Cape Town – A list of consultants and firms that helped create the Department of Energy’s (DoE) nuclear strategy over the past five years leaves more questions than answers, according to the Democratic Alliance (DA).
In a statement on Monday, the DoE revealed firms it had sourced or procured to “conduct thorough investigations on different aspects of the nuclear new build programme before a procurement decision is taken”.
It said the National Development Plan (NDP) said South Africa needed a thorough investigation on the implications of nuclear energy, including its costs, financing options, institutional arrangements, safety, environmental costs and benefits, localisation and employment opportunities, and uranium enrichment and fuel fabrication possibilities.

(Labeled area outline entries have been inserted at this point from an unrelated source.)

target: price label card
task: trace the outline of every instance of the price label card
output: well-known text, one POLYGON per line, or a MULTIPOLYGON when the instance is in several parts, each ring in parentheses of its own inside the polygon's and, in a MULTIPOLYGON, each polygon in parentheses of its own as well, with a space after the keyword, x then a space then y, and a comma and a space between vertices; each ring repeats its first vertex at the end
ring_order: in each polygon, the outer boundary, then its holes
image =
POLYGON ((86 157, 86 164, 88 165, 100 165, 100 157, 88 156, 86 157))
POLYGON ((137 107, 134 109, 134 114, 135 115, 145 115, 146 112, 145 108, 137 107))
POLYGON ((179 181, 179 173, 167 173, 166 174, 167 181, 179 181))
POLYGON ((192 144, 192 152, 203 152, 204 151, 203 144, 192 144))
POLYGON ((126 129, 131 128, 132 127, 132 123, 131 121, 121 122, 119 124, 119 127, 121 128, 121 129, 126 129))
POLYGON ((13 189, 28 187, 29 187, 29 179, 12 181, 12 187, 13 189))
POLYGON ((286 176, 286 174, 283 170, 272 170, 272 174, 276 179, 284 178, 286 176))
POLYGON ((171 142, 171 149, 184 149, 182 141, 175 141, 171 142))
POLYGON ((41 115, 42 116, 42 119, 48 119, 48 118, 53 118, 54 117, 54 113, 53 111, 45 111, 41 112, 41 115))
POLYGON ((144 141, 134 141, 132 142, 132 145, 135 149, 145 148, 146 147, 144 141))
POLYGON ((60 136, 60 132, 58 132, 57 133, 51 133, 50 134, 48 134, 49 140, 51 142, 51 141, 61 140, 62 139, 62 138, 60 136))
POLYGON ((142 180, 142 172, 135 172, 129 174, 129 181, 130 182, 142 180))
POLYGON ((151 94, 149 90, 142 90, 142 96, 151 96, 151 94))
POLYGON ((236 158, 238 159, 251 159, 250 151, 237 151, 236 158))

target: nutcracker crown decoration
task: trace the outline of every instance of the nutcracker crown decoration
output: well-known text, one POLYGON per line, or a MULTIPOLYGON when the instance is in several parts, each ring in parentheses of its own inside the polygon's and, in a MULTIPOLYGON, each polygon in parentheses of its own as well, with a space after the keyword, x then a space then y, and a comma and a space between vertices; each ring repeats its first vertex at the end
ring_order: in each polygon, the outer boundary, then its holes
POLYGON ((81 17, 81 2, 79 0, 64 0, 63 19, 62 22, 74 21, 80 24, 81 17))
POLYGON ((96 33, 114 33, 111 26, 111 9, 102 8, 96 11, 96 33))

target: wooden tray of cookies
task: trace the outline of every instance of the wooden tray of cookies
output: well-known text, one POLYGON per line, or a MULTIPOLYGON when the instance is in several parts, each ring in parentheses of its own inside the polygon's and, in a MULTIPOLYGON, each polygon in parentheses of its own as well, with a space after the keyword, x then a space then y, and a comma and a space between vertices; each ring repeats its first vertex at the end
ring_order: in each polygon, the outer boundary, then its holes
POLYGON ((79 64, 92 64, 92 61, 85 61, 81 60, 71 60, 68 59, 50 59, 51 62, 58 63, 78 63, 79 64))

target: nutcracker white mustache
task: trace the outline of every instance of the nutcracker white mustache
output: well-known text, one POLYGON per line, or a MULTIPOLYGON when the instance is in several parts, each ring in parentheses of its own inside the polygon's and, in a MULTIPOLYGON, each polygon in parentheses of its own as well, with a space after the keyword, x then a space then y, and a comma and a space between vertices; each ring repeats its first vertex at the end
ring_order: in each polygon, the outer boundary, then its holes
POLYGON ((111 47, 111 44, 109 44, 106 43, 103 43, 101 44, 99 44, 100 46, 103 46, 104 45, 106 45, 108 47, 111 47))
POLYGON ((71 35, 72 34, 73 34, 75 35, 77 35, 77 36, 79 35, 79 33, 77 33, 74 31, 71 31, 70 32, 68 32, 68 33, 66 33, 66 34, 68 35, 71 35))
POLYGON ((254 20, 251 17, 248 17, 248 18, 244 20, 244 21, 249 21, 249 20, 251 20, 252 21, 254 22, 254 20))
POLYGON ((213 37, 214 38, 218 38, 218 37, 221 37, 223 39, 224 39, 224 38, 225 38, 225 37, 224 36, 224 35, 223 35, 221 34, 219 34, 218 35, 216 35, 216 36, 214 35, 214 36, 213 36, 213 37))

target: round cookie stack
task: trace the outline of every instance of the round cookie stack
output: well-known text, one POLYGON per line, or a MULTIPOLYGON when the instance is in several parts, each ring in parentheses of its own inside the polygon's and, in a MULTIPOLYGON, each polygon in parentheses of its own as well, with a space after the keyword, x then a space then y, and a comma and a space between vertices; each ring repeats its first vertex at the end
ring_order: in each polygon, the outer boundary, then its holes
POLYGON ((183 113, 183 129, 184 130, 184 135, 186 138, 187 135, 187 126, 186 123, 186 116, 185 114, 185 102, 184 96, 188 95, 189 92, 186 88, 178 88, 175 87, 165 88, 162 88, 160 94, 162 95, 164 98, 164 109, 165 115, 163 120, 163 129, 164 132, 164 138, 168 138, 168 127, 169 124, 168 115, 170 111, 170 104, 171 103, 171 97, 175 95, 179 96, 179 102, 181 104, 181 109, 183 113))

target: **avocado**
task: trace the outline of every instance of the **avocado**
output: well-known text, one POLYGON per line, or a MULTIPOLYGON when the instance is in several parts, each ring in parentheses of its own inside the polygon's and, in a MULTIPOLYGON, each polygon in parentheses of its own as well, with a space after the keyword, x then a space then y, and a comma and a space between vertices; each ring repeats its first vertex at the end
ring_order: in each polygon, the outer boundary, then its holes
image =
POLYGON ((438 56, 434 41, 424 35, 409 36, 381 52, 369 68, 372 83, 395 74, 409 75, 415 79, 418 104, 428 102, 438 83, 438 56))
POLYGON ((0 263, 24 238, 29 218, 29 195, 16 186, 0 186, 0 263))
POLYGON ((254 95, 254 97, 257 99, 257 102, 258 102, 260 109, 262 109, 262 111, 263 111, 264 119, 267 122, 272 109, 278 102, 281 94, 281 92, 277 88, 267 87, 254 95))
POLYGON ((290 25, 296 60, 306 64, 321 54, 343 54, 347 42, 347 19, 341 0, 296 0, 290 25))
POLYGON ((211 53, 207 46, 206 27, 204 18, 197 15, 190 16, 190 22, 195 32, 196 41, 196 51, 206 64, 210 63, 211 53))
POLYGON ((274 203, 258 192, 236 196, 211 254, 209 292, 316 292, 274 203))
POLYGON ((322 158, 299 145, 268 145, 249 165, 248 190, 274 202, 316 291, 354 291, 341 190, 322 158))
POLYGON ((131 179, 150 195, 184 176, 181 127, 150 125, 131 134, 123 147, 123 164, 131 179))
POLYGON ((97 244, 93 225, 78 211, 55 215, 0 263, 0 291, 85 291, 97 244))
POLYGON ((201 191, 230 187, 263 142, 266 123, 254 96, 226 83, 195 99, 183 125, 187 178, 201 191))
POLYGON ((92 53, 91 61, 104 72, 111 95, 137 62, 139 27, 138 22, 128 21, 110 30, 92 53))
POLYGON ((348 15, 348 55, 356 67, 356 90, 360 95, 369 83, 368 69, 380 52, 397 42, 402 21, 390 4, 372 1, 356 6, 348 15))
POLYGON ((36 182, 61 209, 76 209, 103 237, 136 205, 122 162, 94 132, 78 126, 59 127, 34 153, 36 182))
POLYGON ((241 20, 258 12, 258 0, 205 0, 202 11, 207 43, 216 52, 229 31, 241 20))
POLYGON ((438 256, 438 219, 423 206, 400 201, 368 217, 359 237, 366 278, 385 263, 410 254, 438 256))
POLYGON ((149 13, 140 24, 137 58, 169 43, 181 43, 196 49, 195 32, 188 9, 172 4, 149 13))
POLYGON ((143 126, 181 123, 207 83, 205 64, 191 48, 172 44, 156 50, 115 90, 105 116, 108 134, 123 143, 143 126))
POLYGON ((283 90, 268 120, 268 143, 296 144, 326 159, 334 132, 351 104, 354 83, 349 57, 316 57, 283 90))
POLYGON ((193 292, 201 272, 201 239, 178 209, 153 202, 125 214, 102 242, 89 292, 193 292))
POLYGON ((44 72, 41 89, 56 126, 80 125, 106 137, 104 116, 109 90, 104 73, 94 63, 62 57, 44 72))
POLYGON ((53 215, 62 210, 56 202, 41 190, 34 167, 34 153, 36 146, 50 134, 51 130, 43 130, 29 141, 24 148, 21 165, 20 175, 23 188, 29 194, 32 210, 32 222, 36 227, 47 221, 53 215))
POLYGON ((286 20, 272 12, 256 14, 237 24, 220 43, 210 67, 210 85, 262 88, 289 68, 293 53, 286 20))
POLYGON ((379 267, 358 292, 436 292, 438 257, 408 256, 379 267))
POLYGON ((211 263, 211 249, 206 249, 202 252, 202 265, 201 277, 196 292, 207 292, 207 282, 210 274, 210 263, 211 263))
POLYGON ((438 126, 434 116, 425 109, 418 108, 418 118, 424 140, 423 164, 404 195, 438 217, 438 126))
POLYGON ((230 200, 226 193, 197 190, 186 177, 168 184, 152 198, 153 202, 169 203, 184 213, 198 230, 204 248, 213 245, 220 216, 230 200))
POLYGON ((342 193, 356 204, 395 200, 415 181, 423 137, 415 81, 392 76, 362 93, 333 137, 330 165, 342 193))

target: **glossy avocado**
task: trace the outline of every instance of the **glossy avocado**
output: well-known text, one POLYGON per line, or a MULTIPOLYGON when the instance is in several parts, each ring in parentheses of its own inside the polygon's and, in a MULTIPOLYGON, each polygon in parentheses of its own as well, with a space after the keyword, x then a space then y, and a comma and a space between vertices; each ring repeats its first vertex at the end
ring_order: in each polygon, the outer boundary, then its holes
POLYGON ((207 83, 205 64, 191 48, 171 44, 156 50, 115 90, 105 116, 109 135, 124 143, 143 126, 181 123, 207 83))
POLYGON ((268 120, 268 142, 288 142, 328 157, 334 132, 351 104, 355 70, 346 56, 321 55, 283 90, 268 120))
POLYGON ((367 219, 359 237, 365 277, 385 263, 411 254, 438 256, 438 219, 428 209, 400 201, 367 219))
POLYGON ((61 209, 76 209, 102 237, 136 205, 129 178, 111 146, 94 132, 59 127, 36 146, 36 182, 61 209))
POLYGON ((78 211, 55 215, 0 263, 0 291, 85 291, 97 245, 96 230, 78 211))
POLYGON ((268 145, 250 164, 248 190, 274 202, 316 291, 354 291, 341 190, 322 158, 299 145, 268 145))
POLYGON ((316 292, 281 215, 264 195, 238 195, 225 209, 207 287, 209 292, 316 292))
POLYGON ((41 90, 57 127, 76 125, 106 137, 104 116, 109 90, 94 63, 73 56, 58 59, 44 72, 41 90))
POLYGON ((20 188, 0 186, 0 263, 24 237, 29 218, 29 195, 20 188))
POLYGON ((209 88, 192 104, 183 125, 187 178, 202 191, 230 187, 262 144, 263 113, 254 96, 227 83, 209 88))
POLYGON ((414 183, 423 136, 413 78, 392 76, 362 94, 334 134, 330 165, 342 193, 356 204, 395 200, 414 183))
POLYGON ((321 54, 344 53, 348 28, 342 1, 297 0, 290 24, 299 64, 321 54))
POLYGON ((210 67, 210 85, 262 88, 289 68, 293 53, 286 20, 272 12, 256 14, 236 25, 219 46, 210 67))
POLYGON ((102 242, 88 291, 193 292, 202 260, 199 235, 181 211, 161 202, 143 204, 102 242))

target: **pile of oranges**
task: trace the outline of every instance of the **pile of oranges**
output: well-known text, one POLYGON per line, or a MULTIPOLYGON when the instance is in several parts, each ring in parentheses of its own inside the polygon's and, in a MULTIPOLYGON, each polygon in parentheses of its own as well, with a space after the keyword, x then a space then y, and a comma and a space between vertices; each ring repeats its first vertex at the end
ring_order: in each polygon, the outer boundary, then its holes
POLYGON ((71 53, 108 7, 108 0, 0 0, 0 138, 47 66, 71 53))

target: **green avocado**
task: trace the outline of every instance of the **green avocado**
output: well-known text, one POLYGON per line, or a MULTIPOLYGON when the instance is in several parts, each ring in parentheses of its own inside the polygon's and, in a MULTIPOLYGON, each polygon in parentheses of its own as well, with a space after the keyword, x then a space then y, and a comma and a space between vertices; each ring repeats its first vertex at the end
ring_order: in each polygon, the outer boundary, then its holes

“In line with the NDP directive the DoE, in conjunction with other organs of state (within the Energy Security Cabinet Sub-Structures) has, over the past five years, been developing various strategies and policies and as a result has commissioned independent studies to create a framework for the procurement decision and the preparation for the procurement of the nuclear new build programme.”
Bid list raises questions
The list – shown below – raises questions according to DA nuclear spokesperson Gordon Mackay.
He said the five year period stated was likely a “red herring” and said the “DoE annual reports show no expenditure on these items”.
“The statement fails to explain why the department utilised an obscure, already existing tender in the Free State,” he told Fin24 on Monday.
“Why (does) National Treasury have no record of the tender in question or who authorised the deviation from standard procurement procedures,” he queried.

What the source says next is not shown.